It’s been almost two weeks since George Osborne presented his emergency budget to the Houses of Parliament. I watched the speech, read the newspaper columnists on both sides, and wanted to stop and think about it before I wrote anything. Some say this is a necessary and wise budget, cutting government spending down to a sustainable level. Others say it is unfair on the poorest and plays fast and loose with economic recovery. I’ve been trying to think about the budget more broadly, in its historical, political and economic context, and here are my observations:
- Osborne prefaced his speech by saying that his was “the unavoidable budget”. From a politician, words like “unavoidable” are almost never true. Thatcher famously claimed “there is no alternative” to economic liberalism, which is just as foolish as communists saying the workers’ revolution is “inevitable”. A politician making absolutist statements is either out to deceive the public or, more often, is unaware of their own ideology.
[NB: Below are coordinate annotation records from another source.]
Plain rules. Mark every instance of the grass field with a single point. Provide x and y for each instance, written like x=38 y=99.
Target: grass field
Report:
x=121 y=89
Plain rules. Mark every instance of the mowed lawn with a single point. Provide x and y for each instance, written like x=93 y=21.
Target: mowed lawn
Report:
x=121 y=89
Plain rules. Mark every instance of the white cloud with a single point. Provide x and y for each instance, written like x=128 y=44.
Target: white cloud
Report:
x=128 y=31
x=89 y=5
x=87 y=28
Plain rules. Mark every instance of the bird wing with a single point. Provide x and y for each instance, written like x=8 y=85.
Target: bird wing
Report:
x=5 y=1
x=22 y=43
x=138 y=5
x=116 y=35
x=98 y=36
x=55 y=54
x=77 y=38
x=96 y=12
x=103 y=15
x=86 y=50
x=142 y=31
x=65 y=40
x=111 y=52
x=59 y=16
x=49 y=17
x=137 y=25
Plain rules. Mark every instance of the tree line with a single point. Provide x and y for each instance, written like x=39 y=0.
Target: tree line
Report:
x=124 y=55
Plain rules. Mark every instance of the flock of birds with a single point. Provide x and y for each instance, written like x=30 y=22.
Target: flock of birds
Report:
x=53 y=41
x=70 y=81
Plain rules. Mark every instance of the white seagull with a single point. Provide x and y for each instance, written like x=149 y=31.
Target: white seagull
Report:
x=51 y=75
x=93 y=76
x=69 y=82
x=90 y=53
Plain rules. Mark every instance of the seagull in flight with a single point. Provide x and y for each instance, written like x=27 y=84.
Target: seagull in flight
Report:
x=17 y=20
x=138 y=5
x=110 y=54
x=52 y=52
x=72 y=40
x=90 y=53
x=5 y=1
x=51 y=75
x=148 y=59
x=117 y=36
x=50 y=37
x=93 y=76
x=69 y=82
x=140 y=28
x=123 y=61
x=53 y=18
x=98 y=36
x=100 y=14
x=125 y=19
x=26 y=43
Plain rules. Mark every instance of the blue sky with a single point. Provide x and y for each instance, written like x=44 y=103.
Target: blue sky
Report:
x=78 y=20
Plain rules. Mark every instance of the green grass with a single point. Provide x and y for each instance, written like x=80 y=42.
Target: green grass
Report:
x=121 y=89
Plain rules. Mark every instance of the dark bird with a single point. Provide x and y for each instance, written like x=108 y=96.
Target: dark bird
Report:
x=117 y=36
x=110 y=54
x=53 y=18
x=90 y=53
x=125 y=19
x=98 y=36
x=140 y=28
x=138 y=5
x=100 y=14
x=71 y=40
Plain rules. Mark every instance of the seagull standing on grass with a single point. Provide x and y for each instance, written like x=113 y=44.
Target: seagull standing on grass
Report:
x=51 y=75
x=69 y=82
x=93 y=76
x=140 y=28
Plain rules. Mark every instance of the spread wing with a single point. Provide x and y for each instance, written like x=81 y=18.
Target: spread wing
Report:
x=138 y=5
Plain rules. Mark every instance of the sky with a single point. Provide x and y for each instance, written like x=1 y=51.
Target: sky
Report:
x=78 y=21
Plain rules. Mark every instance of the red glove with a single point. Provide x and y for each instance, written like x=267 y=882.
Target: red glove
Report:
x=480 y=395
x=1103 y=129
- In Osborne’s case it would be the latter, since his second statement was to lay the blame for the government’s financial straits squarely at Labour’s door. If Labour hadn’t overspent there would be no need for cuts, he suggested, as if the credit crunch had never happened. It’s true that we’ve been living beyond our means and government spending has been high, but the recession is a much bigger factor in our runaway deficit. Every recession sees tax revenues fall and spending increase as more people draw down benefits. There were recessions in the early 80s, early 90s, and the late 00s, and governments of both colours were forced to raise borrowing to compensate:
- In other words, the Conservatives have come to power. This is a resolutely partisan budget, an undoing of Labour’s philosophy. It’s a rolling out of a small government policy, a switch from Keynesian economics to monetarism, justified by ignoring the cyclical nature of economics and profitting from our short memories. This is no surprise, as that’s what Labour did, taking the credit for both the early 00s budget surpluses, and claiming to have ended boom and bust when the 00s recession came later than usual. Last week Tony Blair even admitted that Labour wasted their first two years in power by trying to reverse Tory policy rather than getting on with running the country.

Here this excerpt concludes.